TOKYO -- After the passage of the fiscal 2016 budget Tuesday, Japan's legislature is turning its attention to the Trans-Pacific Partnership trade pact and related bills, with the ruling coalition seeking quick passage and opposition parties ready to push back.
The two sides agreed Tuesday to begin deliberating when the lower house convenes April 5. After this, the TPP committee headed by Liberal Democratic Party lawmaker Koya Nishikawa, a former agriculture minister, will start discussing the measures in earnest.
The ruling coalition hopes that passing the bills will let it appeal to agricultural groups, a major LDP voting bloc, during upper house elections in July by pointing to assistance programs for farmers. The selection of the popular Shinjiro Koizumi as head of the LDP's agriculture division is likely part of this strategy.
But the ruling parties face a tight schedule. Although this Diet session technically ends June 1, it will effectively wrap up when the Group of Seven summit hosted by Japan kicks off May 26. And the elections make a significant extension unlikely. The lower house would need to approve the measures by the extended break starting in April. Even some within the ruling coalition argue that ramming the bills through the Diet is not a good idea.
The opposition will put the TPP in its crosshairs in the latter half of the Diet session. The Democratic Party has named younger and midlevel lawmakers who are strong debaters to the TPP committee, planning to take the government to task for not doing enough to protect five key agricultural products. The party hopes to sway voters in single-representative districts, which have a high concentration of farmers.
The opposition also contends that the scandal that forced the resignation of former Economic and Fiscal Policy Minister Akira Amari, who led the TPP negotiations, has not been sufficiently explained. It hopes to hold up talks on the TPP bills by tying the scandal into the debate over the trade deal. Victory in a Hokkaido by-election in April in which the TPP could become an issue would also give the opposition momentum.

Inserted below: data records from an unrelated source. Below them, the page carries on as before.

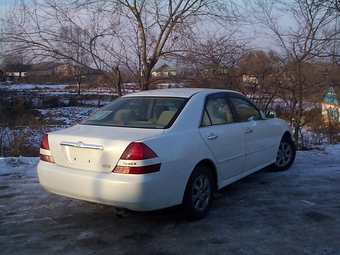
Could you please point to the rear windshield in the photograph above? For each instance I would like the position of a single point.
(138, 112)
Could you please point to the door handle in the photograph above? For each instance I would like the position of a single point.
(248, 131)
(212, 137)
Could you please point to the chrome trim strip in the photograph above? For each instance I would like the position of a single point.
(80, 144)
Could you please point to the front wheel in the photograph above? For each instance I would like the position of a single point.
(285, 155)
(198, 193)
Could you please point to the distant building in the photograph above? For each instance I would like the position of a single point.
(330, 106)
(164, 71)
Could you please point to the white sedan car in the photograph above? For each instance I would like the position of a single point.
(160, 148)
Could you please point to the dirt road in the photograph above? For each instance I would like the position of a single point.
(292, 212)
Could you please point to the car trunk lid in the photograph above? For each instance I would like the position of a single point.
(94, 148)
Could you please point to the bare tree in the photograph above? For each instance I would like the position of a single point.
(305, 40)
(134, 34)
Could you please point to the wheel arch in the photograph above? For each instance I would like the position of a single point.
(288, 134)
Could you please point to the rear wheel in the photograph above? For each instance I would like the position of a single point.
(198, 193)
(285, 155)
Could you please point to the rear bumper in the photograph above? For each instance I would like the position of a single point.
(135, 192)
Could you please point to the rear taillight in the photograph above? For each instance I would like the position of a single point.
(138, 158)
(45, 153)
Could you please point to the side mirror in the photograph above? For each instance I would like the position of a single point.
(270, 114)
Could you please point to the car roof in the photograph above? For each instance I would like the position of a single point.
(176, 92)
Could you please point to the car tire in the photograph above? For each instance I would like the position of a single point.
(198, 194)
(285, 156)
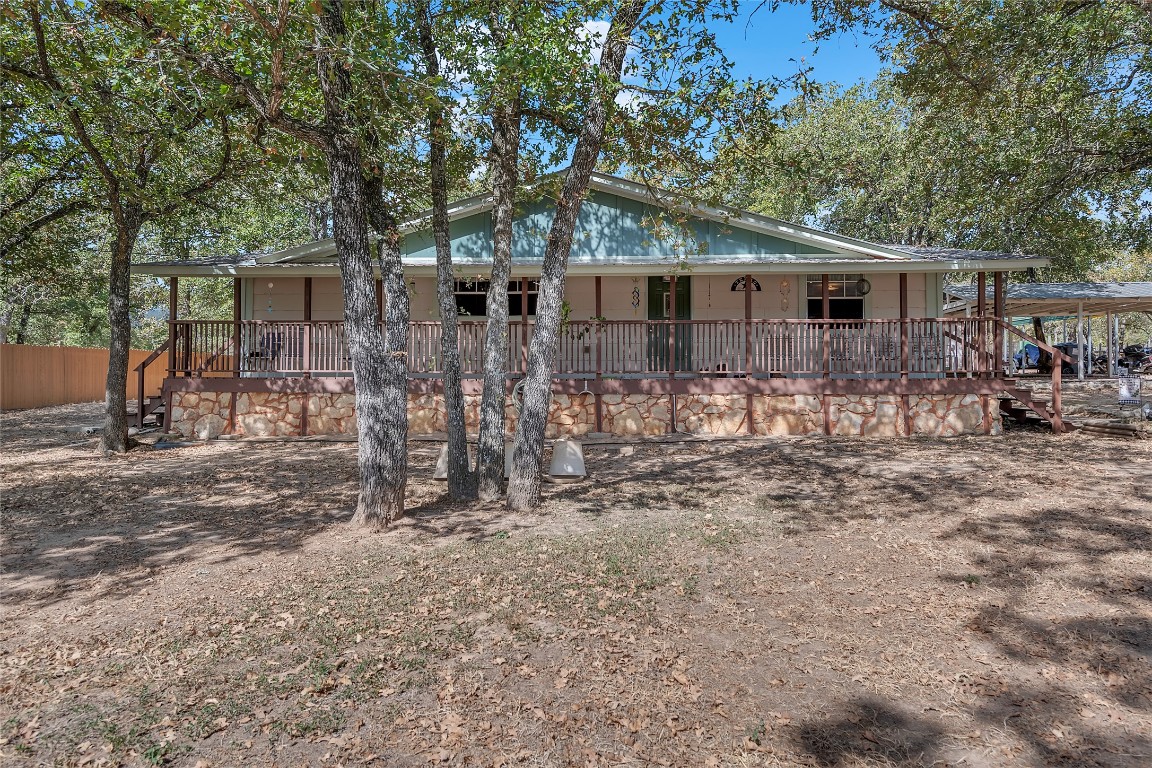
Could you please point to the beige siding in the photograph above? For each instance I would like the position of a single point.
(35, 377)
(327, 299)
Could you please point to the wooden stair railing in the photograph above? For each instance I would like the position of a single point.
(1055, 416)
(212, 358)
(146, 407)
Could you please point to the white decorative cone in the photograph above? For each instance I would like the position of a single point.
(441, 463)
(567, 459)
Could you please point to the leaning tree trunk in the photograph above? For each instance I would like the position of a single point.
(379, 365)
(491, 449)
(1044, 360)
(524, 483)
(114, 438)
(381, 451)
(461, 480)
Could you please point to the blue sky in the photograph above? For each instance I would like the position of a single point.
(760, 45)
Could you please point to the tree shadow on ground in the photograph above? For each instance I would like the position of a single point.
(871, 730)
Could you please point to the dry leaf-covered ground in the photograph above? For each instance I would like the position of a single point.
(786, 602)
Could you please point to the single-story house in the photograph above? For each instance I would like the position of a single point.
(680, 318)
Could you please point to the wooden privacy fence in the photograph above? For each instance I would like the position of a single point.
(33, 377)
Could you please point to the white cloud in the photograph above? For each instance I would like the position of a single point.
(595, 32)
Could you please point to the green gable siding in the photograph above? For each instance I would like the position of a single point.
(609, 228)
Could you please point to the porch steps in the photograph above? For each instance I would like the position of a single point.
(151, 410)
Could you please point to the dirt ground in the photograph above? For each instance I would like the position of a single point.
(980, 601)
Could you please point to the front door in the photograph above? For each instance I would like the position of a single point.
(659, 306)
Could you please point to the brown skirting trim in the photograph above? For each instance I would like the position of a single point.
(662, 386)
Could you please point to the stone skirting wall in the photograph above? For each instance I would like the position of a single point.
(207, 415)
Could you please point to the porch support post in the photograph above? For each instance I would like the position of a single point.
(173, 309)
(672, 350)
(826, 339)
(672, 327)
(904, 409)
(982, 341)
(1080, 341)
(998, 331)
(307, 341)
(982, 311)
(379, 299)
(237, 298)
(598, 398)
(748, 350)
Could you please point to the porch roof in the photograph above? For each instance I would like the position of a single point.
(1047, 299)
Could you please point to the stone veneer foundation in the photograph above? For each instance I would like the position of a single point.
(209, 415)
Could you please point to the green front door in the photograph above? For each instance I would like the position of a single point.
(659, 305)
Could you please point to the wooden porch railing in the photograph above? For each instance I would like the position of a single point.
(911, 348)
(142, 409)
(1058, 364)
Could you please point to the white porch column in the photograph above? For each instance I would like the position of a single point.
(1080, 340)
(1108, 344)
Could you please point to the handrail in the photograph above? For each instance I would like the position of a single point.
(139, 379)
(1058, 364)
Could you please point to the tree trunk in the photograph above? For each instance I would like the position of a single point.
(503, 158)
(25, 316)
(461, 479)
(379, 365)
(120, 331)
(524, 484)
(1043, 357)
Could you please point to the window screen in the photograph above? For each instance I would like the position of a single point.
(472, 295)
(844, 299)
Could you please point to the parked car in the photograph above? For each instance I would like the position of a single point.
(1029, 357)
(1136, 358)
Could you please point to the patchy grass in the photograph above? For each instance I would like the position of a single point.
(819, 602)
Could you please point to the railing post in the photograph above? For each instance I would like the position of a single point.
(236, 313)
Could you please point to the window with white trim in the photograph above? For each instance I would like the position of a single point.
(844, 298)
(472, 297)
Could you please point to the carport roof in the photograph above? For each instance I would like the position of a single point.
(1052, 298)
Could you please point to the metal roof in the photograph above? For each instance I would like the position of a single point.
(1046, 299)
(840, 251)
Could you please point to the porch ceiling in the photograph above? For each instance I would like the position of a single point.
(248, 267)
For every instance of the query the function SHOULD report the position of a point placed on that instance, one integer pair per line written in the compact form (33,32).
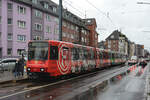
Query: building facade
(93,38)
(15,28)
(117,42)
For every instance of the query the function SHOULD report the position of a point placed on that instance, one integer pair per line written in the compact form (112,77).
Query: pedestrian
(21,65)
(16,69)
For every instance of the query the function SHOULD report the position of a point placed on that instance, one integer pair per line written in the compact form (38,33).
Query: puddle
(94,93)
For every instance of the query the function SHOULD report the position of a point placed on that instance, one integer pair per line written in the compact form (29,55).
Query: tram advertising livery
(56,58)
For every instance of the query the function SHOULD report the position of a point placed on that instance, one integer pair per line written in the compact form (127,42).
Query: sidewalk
(147,83)
(7,77)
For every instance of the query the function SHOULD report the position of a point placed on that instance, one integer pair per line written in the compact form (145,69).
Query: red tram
(56,58)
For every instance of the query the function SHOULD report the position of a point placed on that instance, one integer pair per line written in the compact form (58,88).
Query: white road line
(34,88)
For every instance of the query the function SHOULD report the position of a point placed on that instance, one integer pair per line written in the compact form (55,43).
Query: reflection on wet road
(114,85)
(131,87)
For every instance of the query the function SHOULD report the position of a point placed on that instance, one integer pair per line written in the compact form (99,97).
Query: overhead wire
(101,12)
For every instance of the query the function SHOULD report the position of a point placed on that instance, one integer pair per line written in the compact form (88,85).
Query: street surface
(131,87)
(113,84)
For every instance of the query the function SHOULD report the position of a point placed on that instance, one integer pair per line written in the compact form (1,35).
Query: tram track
(34,87)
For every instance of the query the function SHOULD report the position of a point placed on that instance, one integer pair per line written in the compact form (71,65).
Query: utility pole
(60,20)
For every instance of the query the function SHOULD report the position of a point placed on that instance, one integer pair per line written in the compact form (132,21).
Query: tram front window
(38,52)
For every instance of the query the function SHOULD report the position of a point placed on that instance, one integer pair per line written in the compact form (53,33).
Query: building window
(47,17)
(46,5)
(56,20)
(21,10)
(9,37)
(20,51)
(9,21)
(9,6)
(72,27)
(0,35)
(48,29)
(64,23)
(56,31)
(21,38)
(21,24)
(38,27)
(34,1)
(9,51)
(38,13)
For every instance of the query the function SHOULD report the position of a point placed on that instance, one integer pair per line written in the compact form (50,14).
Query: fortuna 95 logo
(64,64)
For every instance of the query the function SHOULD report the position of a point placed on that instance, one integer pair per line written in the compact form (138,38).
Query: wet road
(60,90)
(131,87)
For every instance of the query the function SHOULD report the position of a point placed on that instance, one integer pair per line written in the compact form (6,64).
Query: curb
(13,81)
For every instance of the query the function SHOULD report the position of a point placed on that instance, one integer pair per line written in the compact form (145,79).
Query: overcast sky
(126,15)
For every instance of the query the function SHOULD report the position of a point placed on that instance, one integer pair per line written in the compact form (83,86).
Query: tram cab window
(53,53)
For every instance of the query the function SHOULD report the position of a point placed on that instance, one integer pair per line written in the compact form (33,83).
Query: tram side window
(75,54)
(53,52)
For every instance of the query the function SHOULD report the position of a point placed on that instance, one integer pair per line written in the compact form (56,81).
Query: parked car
(143,63)
(7,64)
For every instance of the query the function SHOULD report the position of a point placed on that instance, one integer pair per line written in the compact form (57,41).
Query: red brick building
(93,36)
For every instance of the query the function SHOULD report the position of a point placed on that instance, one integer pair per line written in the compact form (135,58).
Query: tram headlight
(28,69)
(42,69)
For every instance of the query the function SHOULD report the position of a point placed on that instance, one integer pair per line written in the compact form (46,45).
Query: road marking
(38,87)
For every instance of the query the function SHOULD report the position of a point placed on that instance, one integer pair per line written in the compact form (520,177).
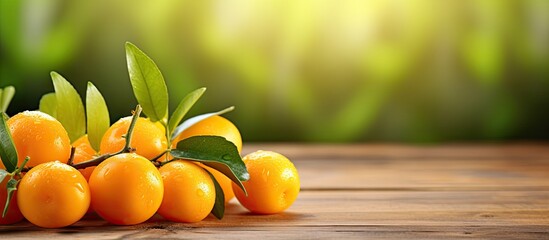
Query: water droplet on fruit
(200,193)
(80,187)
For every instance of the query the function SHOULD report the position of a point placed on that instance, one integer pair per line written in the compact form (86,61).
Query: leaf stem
(127,147)
(96,161)
(71,158)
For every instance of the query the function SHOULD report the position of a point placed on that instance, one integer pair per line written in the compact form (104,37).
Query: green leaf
(219,206)
(8,153)
(148,84)
(3,174)
(97,115)
(216,152)
(11,187)
(184,107)
(5,97)
(70,110)
(48,104)
(194,120)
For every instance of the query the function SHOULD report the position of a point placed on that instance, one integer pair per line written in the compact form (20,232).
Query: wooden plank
(374,191)
(436,174)
(447,167)
(327,214)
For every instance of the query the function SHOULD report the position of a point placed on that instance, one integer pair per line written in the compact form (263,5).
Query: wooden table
(375,191)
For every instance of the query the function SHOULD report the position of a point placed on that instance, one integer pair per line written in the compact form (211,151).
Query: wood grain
(374,191)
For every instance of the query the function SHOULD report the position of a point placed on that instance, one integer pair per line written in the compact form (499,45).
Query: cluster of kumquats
(62,162)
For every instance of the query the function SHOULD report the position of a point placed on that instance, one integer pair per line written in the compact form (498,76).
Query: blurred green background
(328,71)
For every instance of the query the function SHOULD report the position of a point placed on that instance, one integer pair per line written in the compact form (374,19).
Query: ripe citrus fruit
(224,182)
(273,184)
(53,195)
(126,189)
(13,215)
(218,126)
(189,192)
(83,151)
(39,136)
(148,138)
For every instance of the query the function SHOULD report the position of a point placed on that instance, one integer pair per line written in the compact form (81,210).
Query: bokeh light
(330,71)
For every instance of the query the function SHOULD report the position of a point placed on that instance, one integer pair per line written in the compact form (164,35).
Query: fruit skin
(126,189)
(83,151)
(13,215)
(224,182)
(148,138)
(39,136)
(189,192)
(273,185)
(218,126)
(53,195)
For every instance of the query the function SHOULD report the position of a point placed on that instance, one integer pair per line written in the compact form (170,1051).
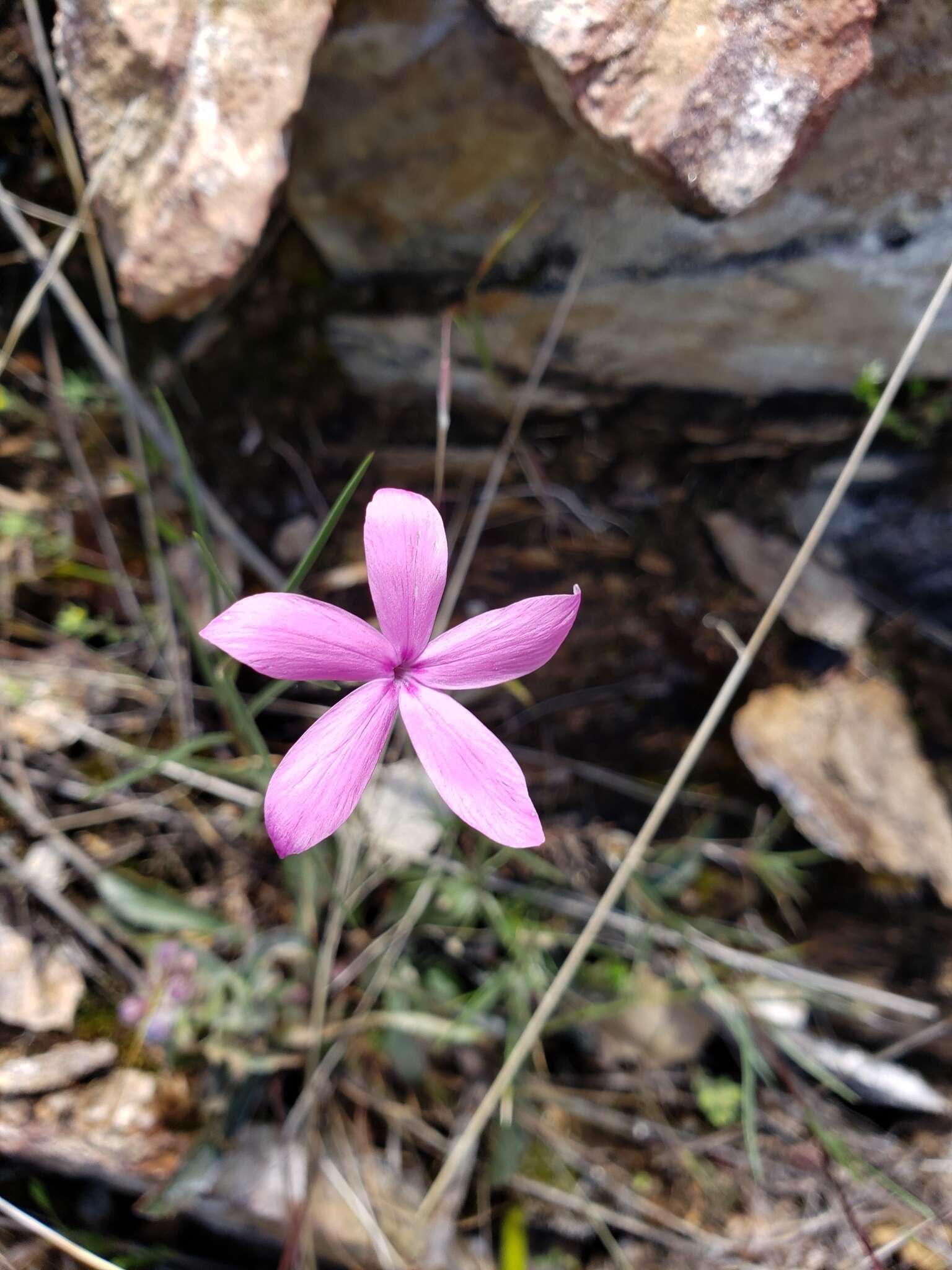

With the TPP set to take center stage, the debate will inevitably affect other important bills. The government has submitted a postwar low of 55 bills. And the fiscal 2016 budget's passage about a week later than expected leaves less time to get things done.
A bill allowing salaries based on results rather than hours worked that was debated during the last Diet session looks increasingly unlikely to pass before the end of this session. Prospects are also dim for an accord on lower house election reform, making it more likely that the ruling coalition will act on its own.